Education costs are hitting sky-high in Canada. The majority of the students suffer from financial constraints due to a lack of funds for the costly degrees, the burden of student debt, etc. Many students are even forced to give up on their dream careers due to inadequate education funds.
You want your child to be financially literate at an early age. One of the most crucial things for securing your child’s education is planning ahead. You can teach them about finances and how it affects their savings. You can make it interesting for them by organizing learning activities.
The smartest way to do this is by starting early. The earlier you start, the greater time you allow money to grow. You can also consider investing in a child plan. Check here for more information.
6 ways to save money for your child’s education
It is essential to start saving for your child’s education as soon as possible. This way, you can ensure that they are not burdened with debt when they graduate from college or university.
Educating your child about financial literacy
You can invest in stocks, bonds, or mutual funds through an investment plan specifically designed for children. Plans like these save you a good amount of tax-free money, in some cases.
It is important to teach kids about money since they will be inheriting it one day. This can be implemented by educating them on the value of money and how to save it.
There are several ways that children can learn about financial responsibility.
- You can teach them how to open a savings account, give them an allowance for chores, or even teach them the value of money by paying different prices at the grocery store.
- Children should start saving as soon as they are old enough to understand the concept of money. They should also be taught that saving money will allow them to buy what they want in the future and that spending money now will only make them want more things later on.
- Parents need to help their children develop good financial habits. This starts with teaching them how to save money and then gradually moving on to more complicated topics like insurance, investing, and taxes.
Purchasing a life insurance policy helps ensure that your child has enough money to pay off any debts and other expenditures if you die. Sometimes, the idea of investing in life insurance can be unsettling. If both parents have life insurance, investing in life insurance for your child can be a good idea. This is mainly due to two reasons:
- Child’s insurance coverage ensures future stability if they face any health issues.
- When you get insurance at an early age with good health, the premiums are much more affordable.
Registered education savings plan (RESP)
RESP is a special savings account that the parents can open to save for their child’s education. The Canadian Government also aids in this investment by providing limited funding through Canada Education Savings Grant (CESG)
- You can start an RESP investment even without having a bank account.
- After opening the RESP account, you can make deposits for 31 years from the start date. After the 31st year, you can transfer the savings from multiple RESPs into a single plan.
- Your child should use the RESP funds before 36 years. After which, the funds deposited by the Canada Education Savings Grant (CESG) will be returned to the Government.
- The personal savings will be reverted to the person who invested in the account.

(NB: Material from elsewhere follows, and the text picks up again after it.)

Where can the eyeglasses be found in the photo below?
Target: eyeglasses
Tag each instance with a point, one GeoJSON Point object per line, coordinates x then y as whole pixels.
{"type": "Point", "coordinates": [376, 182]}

- Remember, every RESP investment plan is different; therefore, consult with the scheme experts before investing.
Invest in child funding schemes
RESP is strictly education-based funding. However, education is not the only expense as your child grows up. Medical expenses, business fundings, real estate investments, getting professional certifications, etc., also require substantial expenses.
In fact, if your child wants to pursue advanced courses in Canada or anywhere else in the world, RESP alone might not be sufficient.
In such cases, child funding schemes such as whole life insurance can be beneficial. You can invest in a child funding scheme as early as 14 days after the birth of your child.
Whole life insurance offers a tax-free dividend to your child annually after a certain age limit, which they can use for registering into an educational program, funding a start-up, down-payment for first real estate, medical emergencies, or fulfilling any other goals.
Invest in a savings account
The first step to building good financial behavior is establishing a savings account for your child. The child should understand the value of money and how saving can lead to future benefits. You can start by educating them on saving, then gradually increasing the amount they save as they grow older.
In order to teach children about saving, parents need to be an example. It is also important that parents actively participate in their children’s finances during the initial years. Help them learn about budgeting and spending responsibly.
Minimizing social expenses
The pandemic has defined certain standards for the “new normal.” Even with the world gradually opening up, social distancing and masking are still encouraged. This means you still have the advantage of maintaining social bubbles during events, social gatherings, parties, and get-togethers.
Therefore, now you’ll reconsider throwing elaborate birthday parties or organizing extravagant social gatherings. The one incredible benefit to this situation is that you have the opportunity to save some money.
For example, an elaborate birthday party in the pre-pandemic era might cost you $200-$300. However, a small party with close friends or a virtual celebration will minimize that expense into $50-$100. You can invest the saved dollar into an RESP or whole life insurance plan.
Various surveys show that parents were left in regret when they couldn’t provide financial security for their child’s education.
Having an education fund can be a life-changing gift for your child. Reconsider your monthly and annual budget. Diversify your funds into various schemes to generate solid financial support for your child’s future.
Most importantly, start saving. Don’t forget to hire a financial expert to plan your investments.